Thread: [Proposal] Arbitrary queries in postgres_fdw

[Proposal] Arbitrary queries in postgres_fdw

From
rtorre@carto.com
Date:
Dear all,

We stumbled upon a few cases in which retrieving information from the
foreign server may turn pretty useful before creating any foreign
table, especially info related to the catalog. E.g: a list of schemas
or tables the user has access to.

I thought of using dblink for it, but that requires duplication of
server and user mapping details and it adds its own management of
connections.

Then I thought a better approach may be a mix of both: a function to
issue arbitrary queries to the foreign server reusing all the details
encapsulated in the server and user mapping. It would use the same
pool of connections.

E.g:

CREATE FUNCTION postgres_fdw_query(server name, sql text)
RETURNS SETOF record

SELECT * FROM postgres_fdw_query('foreign_server', $$SELECT table_name, table_type
    FROM information_schema.tables
    WHERE table_schema = 'public'
    ORDER BY table_name$$
) AS schemas(table_name text, table_type text);

Find attached a patch with a working PoC (with some code from
dblink). It is not meant to be perfect yet.

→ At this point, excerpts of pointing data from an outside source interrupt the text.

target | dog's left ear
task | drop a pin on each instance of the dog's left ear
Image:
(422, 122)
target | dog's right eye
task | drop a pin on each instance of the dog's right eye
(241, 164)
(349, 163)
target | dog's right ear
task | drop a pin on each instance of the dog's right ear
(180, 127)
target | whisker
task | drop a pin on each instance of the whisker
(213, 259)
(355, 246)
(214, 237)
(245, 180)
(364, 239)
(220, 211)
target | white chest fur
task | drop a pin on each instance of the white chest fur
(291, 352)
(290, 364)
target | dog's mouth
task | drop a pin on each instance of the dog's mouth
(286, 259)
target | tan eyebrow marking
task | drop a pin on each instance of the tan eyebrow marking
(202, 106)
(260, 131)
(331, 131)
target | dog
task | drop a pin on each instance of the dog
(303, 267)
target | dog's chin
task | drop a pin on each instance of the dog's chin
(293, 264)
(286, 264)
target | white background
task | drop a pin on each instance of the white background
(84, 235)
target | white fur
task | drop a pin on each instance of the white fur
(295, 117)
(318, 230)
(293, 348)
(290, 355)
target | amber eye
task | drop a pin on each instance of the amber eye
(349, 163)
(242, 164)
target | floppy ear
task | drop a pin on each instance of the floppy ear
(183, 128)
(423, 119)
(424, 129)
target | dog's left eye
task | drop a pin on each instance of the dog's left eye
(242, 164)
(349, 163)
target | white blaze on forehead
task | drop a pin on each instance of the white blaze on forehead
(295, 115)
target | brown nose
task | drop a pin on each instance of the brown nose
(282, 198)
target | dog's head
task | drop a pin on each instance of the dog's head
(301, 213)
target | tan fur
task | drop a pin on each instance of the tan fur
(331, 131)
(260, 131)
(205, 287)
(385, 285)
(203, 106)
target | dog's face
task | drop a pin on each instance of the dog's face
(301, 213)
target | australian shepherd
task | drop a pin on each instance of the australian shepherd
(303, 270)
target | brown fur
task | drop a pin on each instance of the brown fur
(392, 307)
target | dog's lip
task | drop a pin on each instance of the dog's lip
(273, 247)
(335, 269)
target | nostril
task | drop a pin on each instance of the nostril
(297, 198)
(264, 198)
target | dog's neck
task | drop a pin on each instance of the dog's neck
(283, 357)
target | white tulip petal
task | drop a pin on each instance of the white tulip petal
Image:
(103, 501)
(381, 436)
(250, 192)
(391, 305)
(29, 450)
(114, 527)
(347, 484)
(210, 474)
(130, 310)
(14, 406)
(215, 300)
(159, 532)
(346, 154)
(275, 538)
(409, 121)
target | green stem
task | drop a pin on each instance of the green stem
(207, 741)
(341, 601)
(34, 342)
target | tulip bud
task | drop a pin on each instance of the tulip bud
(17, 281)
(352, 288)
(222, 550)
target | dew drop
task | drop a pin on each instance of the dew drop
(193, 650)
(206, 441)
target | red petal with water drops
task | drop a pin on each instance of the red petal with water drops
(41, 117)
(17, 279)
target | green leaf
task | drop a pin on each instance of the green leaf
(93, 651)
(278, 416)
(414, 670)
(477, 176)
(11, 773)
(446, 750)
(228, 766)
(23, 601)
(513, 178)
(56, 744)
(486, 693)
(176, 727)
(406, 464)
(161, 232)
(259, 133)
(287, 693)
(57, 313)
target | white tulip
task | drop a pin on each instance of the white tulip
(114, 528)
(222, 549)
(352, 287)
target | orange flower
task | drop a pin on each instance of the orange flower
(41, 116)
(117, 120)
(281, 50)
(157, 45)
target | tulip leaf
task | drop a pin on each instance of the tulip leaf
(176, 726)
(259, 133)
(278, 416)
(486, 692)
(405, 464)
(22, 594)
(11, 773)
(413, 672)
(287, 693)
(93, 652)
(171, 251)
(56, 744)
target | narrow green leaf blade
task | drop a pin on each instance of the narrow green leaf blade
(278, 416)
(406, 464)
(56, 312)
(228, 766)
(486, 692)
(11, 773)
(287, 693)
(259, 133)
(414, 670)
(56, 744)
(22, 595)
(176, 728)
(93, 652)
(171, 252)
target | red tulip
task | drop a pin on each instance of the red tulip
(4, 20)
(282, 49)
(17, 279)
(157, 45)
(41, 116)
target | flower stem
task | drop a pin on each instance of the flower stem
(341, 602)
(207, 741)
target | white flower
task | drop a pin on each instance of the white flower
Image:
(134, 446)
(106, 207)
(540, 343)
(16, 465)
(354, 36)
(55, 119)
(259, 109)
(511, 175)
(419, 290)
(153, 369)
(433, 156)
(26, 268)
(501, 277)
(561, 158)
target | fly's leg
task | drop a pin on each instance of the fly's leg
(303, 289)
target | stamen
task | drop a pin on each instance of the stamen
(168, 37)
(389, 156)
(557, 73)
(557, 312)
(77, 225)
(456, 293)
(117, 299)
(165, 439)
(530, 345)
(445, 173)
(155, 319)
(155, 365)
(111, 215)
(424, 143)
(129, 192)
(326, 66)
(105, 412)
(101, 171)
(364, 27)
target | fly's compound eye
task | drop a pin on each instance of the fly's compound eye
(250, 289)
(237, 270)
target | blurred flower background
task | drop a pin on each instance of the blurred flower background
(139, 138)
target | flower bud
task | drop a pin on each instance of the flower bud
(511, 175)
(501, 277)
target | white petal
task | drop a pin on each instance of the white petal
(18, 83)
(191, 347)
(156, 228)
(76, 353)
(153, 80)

Is this something you may be interested in having as part of
postgres_fdw? Thoughts?

Thanks
-Rafa de la Torre
Attachment

Re: [Proposal] Arbitrary queries in postgres_fdw

From
Tom Lane
Date:
rtorre@carto.com writes:
> We stumbled upon a few cases in which retrieving information from the
> foreign server may turn pretty useful before creating any foreign
> table, especially info related to the catalog. E.g: a list of schemas
> or tables the user has access to.

> I thought of using dblink for it, but that requires duplication of
> server and user mapping details and it adds its own management of
> connections.

> Then I thought a better approach may be a mix of both: a function to
> issue arbitrary queries to the foreign server reusing all the details
> encapsulated in the server and user mapping. It would use the same
> pool of connections.

dblink can already reference a postgres_fdw "server" for connection
details, so I think this problem is already solved from the usability
end of things.  And allowing arbitrary queries to go over a postgres_fdw
connection would be absolutely disastrous from a debuggability and
maintainability standpoint, because they might change the remote
session's state in ways that postgres_fdw isn't prepared to handle.
(In a dblink connection, the remote session's state is the user's
responsibility to manage, but this isn't the case for postgres_fdw.)
So I think this proposal has to be firmly rejected.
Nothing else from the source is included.